Bioengineers at the University of California Berkeley have created an organ-on-a-chip that they claim could be used to radically reduce the expense of testing new heart drugs.
According to the authors of a study that appears in the journal Scientific Reports the device consists of a network of pulsating cardiac muscle cells housed in an inch-long silicone device that effectively works as a model heart.
Research leader Prof Kevin Healy claimed that it could ultimately help slash the cost of drug development.
’It takes about $5bn on average to develop a drug and 60 per cent of that figure comes from upfront costs in the research and development phase,’ Prof Healy said in a statement. ‘Using a well-designed model of a human organ could significantly cut the cost and time of bringing a new drug to market.’
The researchers designed the device so that its 3D structure would be comparable to the geometry and spacing of connective tissue fibre in a human heart.
Differentiated human heart cells were then put into a loading area, and the system’s confined geometry helped align the cells in multiple layers and in a single direction.

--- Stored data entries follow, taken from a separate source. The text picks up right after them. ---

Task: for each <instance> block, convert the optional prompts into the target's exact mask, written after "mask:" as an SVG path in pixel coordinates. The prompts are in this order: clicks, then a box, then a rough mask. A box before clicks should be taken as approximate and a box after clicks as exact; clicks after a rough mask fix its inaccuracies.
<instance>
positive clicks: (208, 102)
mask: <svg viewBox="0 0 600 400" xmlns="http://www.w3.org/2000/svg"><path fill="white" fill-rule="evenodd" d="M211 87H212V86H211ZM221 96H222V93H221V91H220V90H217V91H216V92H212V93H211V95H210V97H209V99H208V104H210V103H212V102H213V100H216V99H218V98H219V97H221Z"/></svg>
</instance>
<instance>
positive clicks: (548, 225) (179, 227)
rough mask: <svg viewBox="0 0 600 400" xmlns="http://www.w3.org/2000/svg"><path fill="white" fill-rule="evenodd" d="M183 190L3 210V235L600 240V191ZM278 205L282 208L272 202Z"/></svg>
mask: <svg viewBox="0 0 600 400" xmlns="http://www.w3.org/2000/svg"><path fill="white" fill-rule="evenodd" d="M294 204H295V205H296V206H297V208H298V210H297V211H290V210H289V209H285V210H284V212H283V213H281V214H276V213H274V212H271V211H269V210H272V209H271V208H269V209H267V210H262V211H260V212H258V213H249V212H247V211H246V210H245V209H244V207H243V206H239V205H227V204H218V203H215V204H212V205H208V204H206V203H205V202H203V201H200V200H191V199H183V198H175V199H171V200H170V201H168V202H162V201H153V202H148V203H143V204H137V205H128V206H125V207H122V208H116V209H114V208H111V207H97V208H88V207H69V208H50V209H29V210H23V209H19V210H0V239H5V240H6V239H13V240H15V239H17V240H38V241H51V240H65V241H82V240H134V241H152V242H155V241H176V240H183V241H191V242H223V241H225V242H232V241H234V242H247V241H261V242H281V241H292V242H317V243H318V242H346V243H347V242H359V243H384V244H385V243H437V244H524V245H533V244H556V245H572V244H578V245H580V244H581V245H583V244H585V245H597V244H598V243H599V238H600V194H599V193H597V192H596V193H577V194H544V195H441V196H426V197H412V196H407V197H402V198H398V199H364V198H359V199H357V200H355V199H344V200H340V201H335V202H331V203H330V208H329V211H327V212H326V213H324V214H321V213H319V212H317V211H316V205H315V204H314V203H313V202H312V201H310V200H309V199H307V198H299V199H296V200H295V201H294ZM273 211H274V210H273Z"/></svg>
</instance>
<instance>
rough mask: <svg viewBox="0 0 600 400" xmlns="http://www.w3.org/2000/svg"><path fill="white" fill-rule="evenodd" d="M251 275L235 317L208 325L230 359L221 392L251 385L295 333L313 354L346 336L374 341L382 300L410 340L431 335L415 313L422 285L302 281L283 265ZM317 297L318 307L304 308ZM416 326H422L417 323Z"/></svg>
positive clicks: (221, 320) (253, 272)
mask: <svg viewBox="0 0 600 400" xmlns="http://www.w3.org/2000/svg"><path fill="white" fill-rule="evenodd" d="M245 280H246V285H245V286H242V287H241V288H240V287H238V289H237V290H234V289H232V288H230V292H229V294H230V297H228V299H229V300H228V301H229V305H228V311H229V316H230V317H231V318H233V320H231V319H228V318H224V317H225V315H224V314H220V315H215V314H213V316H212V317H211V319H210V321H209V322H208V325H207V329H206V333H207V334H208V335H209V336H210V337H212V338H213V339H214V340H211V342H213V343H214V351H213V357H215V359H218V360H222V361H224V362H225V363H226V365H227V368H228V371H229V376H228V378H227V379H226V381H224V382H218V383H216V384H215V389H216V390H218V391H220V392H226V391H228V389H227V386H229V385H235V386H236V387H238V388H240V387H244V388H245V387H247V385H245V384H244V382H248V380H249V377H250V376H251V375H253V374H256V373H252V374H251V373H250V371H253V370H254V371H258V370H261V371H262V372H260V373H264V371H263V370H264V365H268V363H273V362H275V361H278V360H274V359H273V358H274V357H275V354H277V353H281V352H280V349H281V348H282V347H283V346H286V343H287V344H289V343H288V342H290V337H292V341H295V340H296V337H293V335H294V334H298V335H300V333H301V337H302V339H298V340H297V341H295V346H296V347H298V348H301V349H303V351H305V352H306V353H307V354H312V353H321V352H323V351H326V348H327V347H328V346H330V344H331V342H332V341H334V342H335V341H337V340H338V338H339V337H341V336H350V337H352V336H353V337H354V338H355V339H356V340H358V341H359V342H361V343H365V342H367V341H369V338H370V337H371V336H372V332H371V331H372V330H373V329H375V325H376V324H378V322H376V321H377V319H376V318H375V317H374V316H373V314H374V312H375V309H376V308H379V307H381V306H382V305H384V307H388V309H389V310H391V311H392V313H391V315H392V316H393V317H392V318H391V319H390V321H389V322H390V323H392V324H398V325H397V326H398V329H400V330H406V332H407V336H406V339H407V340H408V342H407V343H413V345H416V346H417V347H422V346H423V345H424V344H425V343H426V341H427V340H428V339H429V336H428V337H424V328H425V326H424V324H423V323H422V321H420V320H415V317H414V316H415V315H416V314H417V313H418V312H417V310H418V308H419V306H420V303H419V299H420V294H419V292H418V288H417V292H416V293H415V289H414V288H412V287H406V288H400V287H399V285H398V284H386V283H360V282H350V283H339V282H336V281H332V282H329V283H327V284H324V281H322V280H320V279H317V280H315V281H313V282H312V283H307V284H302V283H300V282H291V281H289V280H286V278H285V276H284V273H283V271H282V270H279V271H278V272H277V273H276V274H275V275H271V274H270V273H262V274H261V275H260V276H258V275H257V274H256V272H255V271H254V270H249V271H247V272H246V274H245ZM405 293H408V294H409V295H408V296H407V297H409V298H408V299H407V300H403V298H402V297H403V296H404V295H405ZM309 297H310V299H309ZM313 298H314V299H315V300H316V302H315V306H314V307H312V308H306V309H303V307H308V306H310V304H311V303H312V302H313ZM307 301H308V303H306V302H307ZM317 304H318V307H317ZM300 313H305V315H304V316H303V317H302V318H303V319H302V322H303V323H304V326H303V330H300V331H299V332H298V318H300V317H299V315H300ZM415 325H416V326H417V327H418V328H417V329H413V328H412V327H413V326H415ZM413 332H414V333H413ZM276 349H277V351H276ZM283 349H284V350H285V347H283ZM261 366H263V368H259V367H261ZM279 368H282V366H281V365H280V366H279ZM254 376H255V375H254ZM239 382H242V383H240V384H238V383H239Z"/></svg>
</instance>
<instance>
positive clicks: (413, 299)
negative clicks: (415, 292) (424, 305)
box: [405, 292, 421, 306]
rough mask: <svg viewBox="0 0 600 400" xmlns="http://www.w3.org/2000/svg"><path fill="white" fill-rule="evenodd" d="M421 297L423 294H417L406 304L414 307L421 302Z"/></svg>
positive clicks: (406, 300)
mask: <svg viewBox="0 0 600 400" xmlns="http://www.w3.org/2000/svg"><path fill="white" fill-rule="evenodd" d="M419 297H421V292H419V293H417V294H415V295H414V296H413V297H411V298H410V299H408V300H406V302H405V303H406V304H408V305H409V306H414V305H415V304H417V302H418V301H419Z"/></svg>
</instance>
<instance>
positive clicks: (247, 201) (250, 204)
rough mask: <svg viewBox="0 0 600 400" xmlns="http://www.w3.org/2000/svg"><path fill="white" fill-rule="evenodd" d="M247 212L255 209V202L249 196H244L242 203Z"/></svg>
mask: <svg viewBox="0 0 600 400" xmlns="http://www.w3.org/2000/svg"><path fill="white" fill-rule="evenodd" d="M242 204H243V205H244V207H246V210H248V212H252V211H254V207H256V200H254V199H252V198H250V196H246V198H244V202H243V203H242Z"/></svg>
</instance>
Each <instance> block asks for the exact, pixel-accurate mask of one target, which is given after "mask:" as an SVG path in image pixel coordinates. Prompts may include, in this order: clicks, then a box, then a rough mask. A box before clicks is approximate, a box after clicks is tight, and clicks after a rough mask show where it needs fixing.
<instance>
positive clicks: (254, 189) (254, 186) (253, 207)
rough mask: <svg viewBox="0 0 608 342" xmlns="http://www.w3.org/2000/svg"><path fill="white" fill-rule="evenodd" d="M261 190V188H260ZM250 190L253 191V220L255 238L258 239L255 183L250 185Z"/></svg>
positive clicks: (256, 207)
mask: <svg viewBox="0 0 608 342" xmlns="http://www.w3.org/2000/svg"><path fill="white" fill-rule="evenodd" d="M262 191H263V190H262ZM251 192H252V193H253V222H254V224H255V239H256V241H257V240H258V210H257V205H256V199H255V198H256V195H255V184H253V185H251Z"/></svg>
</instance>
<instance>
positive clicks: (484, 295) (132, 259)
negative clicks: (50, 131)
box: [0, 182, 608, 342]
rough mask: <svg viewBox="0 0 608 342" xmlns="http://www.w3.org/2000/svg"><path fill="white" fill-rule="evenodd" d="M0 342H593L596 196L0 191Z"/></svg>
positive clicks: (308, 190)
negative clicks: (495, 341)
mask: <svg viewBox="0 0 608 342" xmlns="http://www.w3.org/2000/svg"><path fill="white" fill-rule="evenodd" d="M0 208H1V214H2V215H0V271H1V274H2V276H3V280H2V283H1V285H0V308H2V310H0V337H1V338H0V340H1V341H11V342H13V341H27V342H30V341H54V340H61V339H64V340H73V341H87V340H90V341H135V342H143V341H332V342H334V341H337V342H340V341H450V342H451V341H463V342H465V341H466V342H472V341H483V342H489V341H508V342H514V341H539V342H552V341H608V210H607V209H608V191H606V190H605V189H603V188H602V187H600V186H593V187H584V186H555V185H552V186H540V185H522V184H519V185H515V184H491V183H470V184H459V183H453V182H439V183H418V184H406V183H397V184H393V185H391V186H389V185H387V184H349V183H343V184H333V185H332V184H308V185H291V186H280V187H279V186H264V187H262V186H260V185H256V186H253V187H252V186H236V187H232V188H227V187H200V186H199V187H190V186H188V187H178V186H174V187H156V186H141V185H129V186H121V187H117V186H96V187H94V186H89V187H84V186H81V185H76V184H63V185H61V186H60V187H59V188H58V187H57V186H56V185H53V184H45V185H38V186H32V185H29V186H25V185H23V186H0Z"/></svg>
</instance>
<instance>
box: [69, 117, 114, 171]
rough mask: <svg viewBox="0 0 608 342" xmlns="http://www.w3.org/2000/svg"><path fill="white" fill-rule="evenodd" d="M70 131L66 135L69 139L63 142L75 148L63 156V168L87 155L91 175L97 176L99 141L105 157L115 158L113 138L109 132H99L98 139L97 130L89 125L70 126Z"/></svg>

Microfluidic channels on either side of the cell area serve as models for blood vessels, mimicking the exchange by diffusion of nutrients and drugs with human tissue.
According to the researchers, within 24 hours of the heart cells being loaded into the chamber, they began beating on their own at a normal rate of 55 to 80 beats per minute.
The researchers put the system to the test by monitoring the reaction of the heart cells to four well-known cardiovascular drugs: isoproterenol, E-4031, verapamil and metoprolol. They used changes in the heart tissue’s beat rate to gauge the response to the compounds.
The baseline beat rate for the heart tissue consistently fell within 55 to 80 beats per minute, a range considered normal for adult humans. They found that the responses after exposure to the drugs were predictable. For example, after half an hour of exposure to isoproterenol, a drug used to treat bradycardia (slow heart rate), the beat rate of the heart tissue increased from 55 to 124 beats per minute.
The team claim the device could be adapted to model human genetic diseases or to screen for an individual’s reaction to drugs. They are also studying whether the system could be used to model multi-organ interactions. A standard tissue culture plate could potentially feature hundreds of cell culture systems.
‘Linking heart and liver tissue would allow us to determine whether a drug that initially works fine in the heart might later be metabolized by the liver in a way that would be toxic,’ said Prof Healy.